Closed FranECross closed 6 months ago
@dsasser I took a swing at editing the other ticket #15203 , as well as creating this one. Please feel free to edit/alter as needed. Thanks! cc @jilladams
Running into a blocking issue:
Executing the new Workflow in a self-hosted runner (ie: behind the TIC) throws an error when trying to download node dependency node-oracledb:
From this workflow run:
(node:1408632) Warning: Setting the NODE_TLS_REJECT_UNAUTHORIZED environment variable to '0' makes TLS connections and HTTPS requests insecure by disabling certificate verification.
I also tested a ruby-based action, and received a similar error, ostensibly having the same root cause:
From this workflow run:
Error: Error: write EPROTO 00D8C2A99C7F0000:error:0A000152:SSL routines:final_renegotiate:unsafe legacy renegotiation disabled:../deps/openssl/openssl/ssl/statem/extensions.c:921:
Eric ran into this recently with AP.
Next steps appear to be escalating to VA Gateway Operations.
From scrum:
TIC (owned by VA Gateway Operations) doesn't allow use of the Node / Ruby versions that Github actions uses by default, which blocks the HTTPS TLS handshake. (required to talk to Oracle (what the VES DB is in)
Lower than latest Node version might work. Lower Ruby version might work. Experimental. Won’t affect big picture versions used anywhere in other code, the versions in question here are isolated to the runner that’s running the Github actions job.
If this doesn’t work, we’re back to not being able to use a Github action. In that case, we would be blocked until network changes can be made to the TIC rules by VA Gateway Operations, to allow legacy TLS operations.
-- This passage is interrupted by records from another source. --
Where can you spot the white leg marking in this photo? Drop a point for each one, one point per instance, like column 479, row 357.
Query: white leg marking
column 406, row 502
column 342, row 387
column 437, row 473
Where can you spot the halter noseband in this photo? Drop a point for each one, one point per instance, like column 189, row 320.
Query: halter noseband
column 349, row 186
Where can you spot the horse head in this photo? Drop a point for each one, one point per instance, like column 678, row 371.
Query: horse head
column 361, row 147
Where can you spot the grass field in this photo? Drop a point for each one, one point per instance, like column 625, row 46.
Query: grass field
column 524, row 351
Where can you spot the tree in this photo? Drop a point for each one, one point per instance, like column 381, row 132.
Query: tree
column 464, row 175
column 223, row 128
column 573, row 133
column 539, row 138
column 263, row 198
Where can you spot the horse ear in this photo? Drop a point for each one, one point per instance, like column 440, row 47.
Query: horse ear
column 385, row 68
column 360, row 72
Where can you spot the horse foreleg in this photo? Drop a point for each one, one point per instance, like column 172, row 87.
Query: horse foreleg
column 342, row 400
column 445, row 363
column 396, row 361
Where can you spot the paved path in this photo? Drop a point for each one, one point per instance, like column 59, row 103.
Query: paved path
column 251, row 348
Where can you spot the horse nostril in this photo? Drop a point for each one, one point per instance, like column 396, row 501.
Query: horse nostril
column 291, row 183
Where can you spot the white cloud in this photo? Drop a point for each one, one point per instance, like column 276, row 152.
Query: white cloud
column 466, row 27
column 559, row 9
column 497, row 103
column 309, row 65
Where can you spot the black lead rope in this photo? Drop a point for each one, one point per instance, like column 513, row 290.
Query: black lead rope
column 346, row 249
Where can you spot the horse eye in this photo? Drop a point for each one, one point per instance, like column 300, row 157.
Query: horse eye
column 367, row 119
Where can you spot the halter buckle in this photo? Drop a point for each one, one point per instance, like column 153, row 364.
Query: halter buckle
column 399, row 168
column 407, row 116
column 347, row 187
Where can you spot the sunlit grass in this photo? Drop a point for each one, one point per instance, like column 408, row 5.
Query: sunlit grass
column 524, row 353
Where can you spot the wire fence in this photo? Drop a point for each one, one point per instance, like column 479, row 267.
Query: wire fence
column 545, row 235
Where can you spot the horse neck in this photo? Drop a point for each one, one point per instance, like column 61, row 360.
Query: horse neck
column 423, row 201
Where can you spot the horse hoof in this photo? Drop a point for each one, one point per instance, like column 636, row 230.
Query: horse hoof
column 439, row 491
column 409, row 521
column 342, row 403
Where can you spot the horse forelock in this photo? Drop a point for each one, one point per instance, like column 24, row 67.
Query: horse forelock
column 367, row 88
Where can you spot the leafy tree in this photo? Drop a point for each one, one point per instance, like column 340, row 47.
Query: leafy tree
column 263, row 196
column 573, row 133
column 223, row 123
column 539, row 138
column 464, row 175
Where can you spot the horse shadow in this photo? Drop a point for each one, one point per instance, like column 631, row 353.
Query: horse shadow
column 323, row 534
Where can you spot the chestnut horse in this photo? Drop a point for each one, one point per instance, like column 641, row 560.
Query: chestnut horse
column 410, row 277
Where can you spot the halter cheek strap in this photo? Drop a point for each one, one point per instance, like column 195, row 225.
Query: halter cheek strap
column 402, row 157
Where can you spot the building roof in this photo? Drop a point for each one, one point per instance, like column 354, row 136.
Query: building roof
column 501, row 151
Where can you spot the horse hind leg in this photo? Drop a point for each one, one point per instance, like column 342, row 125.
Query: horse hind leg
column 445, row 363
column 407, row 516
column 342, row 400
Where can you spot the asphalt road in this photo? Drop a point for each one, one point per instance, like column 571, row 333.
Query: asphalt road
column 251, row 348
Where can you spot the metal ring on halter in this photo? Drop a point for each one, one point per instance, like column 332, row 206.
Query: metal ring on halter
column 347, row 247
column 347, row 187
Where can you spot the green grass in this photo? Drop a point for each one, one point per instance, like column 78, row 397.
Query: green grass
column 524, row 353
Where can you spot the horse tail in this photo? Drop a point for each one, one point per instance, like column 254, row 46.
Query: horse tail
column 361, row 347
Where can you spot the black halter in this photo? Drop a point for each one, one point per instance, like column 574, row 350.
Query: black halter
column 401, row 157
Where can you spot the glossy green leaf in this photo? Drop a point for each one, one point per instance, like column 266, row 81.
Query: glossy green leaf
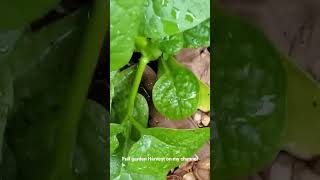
column 122, row 82
column 19, row 13
column 176, row 93
column 249, row 100
column 198, row 36
column 165, row 143
column 169, row 17
column 204, row 103
column 303, row 101
column 125, row 22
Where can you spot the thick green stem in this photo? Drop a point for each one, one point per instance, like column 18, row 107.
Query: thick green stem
column 143, row 61
column 77, row 92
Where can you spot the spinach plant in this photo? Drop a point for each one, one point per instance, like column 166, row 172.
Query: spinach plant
column 48, row 128
column 263, row 102
column 157, row 29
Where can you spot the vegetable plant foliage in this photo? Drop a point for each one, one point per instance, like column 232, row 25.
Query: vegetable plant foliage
column 48, row 128
column 157, row 29
column 263, row 103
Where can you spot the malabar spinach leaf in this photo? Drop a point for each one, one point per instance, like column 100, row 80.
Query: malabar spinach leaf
column 176, row 93
column 198, row 36
column 126, row 17
column 249, row 103
column 204, row 103
column 168, row 17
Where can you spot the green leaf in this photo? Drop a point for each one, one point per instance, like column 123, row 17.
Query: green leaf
column 19, row 13
column 169, row 17
column 122, row 82
column 92, row 143
column 204, row 103
column 249, row 103
column 303, row 101
column 125, row 22
column 176, row 93
column 198, row 36
column 165, row 143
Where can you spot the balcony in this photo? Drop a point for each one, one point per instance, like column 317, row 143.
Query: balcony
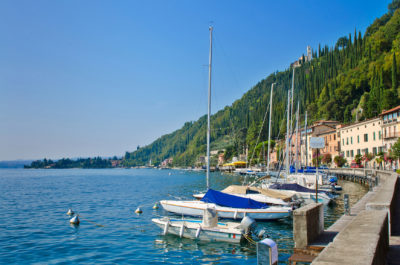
column 391, row 135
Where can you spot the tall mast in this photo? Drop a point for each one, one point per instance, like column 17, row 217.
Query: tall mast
column 269, row 126
column 297, row 137
column 209, row 110
column 287, row 137
column 305, row 141
column 292, row 106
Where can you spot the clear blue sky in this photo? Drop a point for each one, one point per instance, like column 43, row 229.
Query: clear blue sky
column 89, row 78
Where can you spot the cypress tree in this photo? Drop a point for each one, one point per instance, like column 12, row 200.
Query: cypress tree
column 394, row 72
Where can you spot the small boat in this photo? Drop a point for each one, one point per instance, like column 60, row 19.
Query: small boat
column 227, row 206
column 307, row 194
column 209, row 229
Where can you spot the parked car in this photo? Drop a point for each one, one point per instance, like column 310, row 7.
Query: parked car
column 355, row 165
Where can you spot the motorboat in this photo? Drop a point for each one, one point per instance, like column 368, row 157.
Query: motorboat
column 270, row 197
column 209, row 229
column 308, row 195
column 228, row 206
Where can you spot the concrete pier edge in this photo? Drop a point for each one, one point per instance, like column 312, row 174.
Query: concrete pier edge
column 362, row 237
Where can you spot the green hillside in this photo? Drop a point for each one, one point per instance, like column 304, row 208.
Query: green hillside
column 360, row 74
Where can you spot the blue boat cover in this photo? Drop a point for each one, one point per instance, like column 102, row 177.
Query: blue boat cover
column 228, row 200
column 291, row 186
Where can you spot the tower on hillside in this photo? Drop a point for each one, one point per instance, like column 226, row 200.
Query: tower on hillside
column 309, row 53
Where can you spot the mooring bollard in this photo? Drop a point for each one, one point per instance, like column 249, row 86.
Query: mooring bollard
column 346, row 203
column 267, row 252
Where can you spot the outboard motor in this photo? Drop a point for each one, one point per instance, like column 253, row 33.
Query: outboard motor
column 210, row 217
column 250, row 229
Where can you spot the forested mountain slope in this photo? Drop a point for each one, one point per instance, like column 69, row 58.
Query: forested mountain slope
column 359, row 74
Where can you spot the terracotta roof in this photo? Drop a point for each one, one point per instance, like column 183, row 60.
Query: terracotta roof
column 327, row 132
column 389, row 111
column 355, row 123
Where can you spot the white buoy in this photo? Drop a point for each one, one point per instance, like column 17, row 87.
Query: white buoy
column 198, row 232
column 166, row 228
column 182, row 230
column 74, row 220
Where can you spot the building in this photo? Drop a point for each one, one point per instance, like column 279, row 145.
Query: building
column 361, row 138
column 390, row 123
column 331, row 142
column 303, row 58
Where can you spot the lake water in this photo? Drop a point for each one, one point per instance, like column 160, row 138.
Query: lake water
column 35, row 229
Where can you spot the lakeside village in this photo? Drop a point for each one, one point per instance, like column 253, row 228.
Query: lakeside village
column 369, row 143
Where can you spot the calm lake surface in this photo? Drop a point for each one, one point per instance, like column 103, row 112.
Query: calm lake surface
column 35, row 228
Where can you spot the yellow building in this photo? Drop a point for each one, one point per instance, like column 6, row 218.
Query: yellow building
column 361, row 138
column 390, row 126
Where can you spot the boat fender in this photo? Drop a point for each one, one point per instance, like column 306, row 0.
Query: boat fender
column 198, row 232
column 247, row 224
column 74, row 220
column 166, row 228
column 182, row 230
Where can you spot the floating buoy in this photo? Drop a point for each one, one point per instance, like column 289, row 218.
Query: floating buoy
column 182, row 230
column 74, row 220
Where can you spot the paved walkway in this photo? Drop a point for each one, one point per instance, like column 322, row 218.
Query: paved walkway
column 394, row 240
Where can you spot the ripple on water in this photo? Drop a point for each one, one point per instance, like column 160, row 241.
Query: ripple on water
column 35, row 228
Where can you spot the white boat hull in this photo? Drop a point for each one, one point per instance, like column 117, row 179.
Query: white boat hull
column 256, row 197
column 194, row 230
column 196, row 208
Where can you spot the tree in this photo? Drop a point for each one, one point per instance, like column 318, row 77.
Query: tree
column 389, row 99
column 366, row 158
column 395, row 4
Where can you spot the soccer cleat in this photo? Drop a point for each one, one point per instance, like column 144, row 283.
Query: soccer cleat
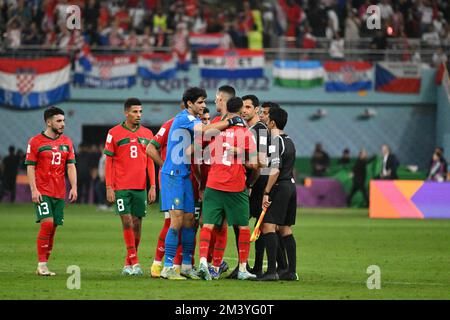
column 190, row 274
column 246, row 275
column 233, row 275
column 203, row 272
column 223, row 267
column 43, row 271
column 269, row 277
column 289, row 276
column 137, row 271
column 155, row 270
column 127, row 271
column 215, row 275
column 171, row 274
column 177, row 269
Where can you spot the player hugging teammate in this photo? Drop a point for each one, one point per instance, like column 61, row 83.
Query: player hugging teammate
column 235, row 167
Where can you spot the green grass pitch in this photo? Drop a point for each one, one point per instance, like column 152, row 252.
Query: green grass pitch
column 335, row 248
OR, would need to use a different system than Github actions.
Possibility in that case: Could potentially run this code in Drupal (like Forms DB migration, or Police data theoretically will someday), but just to fetch the data / send it to S3. We would not want to store these 200,00 records in Drupal. If we get blocked on Github actions in this sprint, we can talk about this idea in more detail during code freeze sprint. It would almost certainly require CMS Collab Cycle review.
Eric via Slack:
The unofficial date for VA Networking operations to ultimately fix this on their end is end of January.
While VA is working on the issue, Eric has been trying alternatives such as using the RBEV installer (which failed).
Next we will try setting up the runner to execute inside a container.
*update:
Running inside a container was successful!
Next we need to resolve how secrets are stored/used, and permission for the S3 bucket, but at this moment we are unblocked.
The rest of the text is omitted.